The 11 statewide, legislative and congressional candidates announced their support for a so-called “Green New Deal.” The 10-point platform also would legalize marijuana and enact a carbon tax to reduce greenhouse gas emissions.

They said sweeping changes are needed in the nation’s priorities as the country faces what they describe as massive fiscal and environmental crises.

“This plan pulls all of these various things together that we can do both individually and institutionally to benefit ourselves and the next generation,” said supporter Laura Wells, a Green Party gubernatorial candidate from Oakland.

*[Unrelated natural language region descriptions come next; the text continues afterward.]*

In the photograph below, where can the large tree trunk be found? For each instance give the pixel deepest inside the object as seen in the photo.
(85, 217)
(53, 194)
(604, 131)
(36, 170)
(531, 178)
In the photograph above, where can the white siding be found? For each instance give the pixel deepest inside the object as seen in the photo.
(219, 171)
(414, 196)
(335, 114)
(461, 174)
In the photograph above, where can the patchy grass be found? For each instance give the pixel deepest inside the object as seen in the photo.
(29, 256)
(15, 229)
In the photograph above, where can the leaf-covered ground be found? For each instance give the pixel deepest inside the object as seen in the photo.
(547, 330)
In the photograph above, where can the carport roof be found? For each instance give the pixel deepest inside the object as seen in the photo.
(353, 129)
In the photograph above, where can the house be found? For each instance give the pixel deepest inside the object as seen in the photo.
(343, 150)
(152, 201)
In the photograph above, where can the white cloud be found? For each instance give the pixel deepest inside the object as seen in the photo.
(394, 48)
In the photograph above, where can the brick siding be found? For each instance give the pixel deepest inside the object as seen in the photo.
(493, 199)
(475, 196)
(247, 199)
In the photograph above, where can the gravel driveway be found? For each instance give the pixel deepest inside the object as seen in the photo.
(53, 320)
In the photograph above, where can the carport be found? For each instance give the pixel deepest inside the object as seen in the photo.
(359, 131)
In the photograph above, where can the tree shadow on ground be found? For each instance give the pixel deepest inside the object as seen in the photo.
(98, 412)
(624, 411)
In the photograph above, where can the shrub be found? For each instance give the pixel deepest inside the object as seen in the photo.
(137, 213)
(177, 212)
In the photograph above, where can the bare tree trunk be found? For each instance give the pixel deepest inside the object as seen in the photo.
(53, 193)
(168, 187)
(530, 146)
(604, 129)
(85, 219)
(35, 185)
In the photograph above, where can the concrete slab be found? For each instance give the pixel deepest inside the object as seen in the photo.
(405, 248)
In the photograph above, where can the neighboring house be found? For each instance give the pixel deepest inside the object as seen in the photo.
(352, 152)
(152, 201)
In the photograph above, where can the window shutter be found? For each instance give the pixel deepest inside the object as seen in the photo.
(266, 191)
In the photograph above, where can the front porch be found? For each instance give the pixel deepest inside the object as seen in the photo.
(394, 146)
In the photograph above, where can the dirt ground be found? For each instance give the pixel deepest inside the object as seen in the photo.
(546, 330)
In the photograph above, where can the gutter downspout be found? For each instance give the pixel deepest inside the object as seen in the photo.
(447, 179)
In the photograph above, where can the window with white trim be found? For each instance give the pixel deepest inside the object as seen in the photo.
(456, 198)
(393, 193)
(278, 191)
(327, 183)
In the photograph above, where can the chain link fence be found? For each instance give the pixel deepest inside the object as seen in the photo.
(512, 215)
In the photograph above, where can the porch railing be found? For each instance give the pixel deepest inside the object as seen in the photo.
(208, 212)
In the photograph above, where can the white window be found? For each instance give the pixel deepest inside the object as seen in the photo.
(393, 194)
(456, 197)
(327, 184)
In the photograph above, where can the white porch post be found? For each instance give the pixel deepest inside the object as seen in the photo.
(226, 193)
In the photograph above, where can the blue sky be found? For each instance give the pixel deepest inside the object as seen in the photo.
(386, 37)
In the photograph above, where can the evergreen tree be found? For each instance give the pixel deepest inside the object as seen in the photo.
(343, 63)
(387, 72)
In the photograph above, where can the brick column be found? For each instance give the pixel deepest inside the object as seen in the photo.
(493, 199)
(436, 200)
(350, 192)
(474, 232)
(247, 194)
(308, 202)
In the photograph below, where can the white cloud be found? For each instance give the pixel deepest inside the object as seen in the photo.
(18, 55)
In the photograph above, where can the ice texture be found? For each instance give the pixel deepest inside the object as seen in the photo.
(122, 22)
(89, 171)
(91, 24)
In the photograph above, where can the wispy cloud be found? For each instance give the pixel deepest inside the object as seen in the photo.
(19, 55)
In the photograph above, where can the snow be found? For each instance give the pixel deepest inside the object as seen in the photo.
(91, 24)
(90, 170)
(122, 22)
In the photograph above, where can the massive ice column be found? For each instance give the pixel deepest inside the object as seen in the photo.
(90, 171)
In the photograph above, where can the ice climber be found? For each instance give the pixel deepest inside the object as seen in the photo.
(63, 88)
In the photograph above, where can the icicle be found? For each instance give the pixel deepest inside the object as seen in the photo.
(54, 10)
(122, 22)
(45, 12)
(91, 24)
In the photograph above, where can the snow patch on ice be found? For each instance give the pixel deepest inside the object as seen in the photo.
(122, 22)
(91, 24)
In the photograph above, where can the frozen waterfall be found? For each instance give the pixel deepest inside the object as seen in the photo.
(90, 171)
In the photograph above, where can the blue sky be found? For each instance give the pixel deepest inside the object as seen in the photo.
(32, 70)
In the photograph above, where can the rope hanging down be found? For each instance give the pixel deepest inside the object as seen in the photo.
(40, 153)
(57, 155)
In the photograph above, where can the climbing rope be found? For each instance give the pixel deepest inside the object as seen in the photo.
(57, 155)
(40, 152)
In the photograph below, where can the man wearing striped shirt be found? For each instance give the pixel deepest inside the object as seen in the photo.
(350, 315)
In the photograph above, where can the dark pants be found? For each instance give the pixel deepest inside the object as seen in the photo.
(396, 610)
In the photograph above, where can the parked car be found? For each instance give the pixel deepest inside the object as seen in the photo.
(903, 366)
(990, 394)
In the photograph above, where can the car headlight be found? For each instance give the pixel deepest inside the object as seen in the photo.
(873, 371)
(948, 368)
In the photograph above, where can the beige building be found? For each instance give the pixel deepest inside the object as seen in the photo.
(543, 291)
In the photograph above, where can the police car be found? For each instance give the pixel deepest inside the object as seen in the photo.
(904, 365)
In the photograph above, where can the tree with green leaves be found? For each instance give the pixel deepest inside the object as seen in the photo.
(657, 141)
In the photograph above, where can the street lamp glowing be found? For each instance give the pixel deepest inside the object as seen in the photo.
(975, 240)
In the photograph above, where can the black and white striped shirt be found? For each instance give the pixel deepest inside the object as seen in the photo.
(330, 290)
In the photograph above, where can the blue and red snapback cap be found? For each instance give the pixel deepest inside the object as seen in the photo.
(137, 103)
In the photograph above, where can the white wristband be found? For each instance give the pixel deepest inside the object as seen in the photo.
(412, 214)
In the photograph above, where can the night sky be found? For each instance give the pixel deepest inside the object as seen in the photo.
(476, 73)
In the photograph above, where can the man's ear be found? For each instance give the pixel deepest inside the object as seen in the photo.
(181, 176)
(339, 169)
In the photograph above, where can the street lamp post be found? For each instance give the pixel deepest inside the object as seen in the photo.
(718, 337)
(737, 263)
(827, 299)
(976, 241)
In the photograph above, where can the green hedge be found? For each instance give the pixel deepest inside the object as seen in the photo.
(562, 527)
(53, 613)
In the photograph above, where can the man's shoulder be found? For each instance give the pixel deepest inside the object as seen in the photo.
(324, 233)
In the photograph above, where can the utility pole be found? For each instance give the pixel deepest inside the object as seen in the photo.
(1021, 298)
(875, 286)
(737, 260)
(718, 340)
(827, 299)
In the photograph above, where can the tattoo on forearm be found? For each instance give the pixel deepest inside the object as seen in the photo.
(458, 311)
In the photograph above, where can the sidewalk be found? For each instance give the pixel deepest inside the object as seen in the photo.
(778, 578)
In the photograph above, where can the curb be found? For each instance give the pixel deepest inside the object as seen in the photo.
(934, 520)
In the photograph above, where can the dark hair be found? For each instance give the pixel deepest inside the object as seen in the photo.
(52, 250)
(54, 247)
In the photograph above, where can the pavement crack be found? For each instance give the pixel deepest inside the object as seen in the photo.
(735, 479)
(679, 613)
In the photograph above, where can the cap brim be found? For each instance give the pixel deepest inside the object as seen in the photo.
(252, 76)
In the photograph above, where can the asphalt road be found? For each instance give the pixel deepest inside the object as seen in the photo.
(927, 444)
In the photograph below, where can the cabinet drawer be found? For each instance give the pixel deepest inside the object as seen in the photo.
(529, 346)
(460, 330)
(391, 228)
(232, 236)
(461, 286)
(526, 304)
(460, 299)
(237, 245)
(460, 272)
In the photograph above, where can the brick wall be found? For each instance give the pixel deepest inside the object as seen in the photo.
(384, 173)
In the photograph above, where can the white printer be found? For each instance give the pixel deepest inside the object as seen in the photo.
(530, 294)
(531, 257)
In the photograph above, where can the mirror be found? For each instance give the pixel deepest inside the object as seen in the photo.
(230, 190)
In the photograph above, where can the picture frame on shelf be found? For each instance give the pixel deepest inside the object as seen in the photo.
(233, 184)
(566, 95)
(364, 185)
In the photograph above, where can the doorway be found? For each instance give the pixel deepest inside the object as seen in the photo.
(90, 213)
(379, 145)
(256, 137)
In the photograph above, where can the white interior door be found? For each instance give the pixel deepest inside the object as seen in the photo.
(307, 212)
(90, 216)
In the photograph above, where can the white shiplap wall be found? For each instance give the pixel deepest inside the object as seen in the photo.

The platform was drafted by the national political organization Green Change, based in the northern San Francisco Bay area community of San Rafael. More than 50 Green Party candidates from other states also have signed on.

Green Change co-founder Gary Ruskin called the plan “a complete break from the failed policies of the Democratic and Republican parties that have led us to economic and environmental disaster.”

Wells said she believes the most important feature of the plan is its commitment to reduction—whether that means lowering a household’s energy consumption or cutting the nation’s military budget by 70 percent or more.

On Monday, Defense Secretary Robert Gates called for a more modest cut in military spending—$100 billion over the next five years. The Defense Department’s current annual budget is nearly $700 billion, including war spending.

California’s third-party registration has been falling as the number of voters who decline to join a political party has soared. According to the secretary of state’s office, nearly 113,000 voters in California identify with the Green Party—less than 1 percent of the electorate.

In 2000, the Green Party had a registration of about 139,000 voters.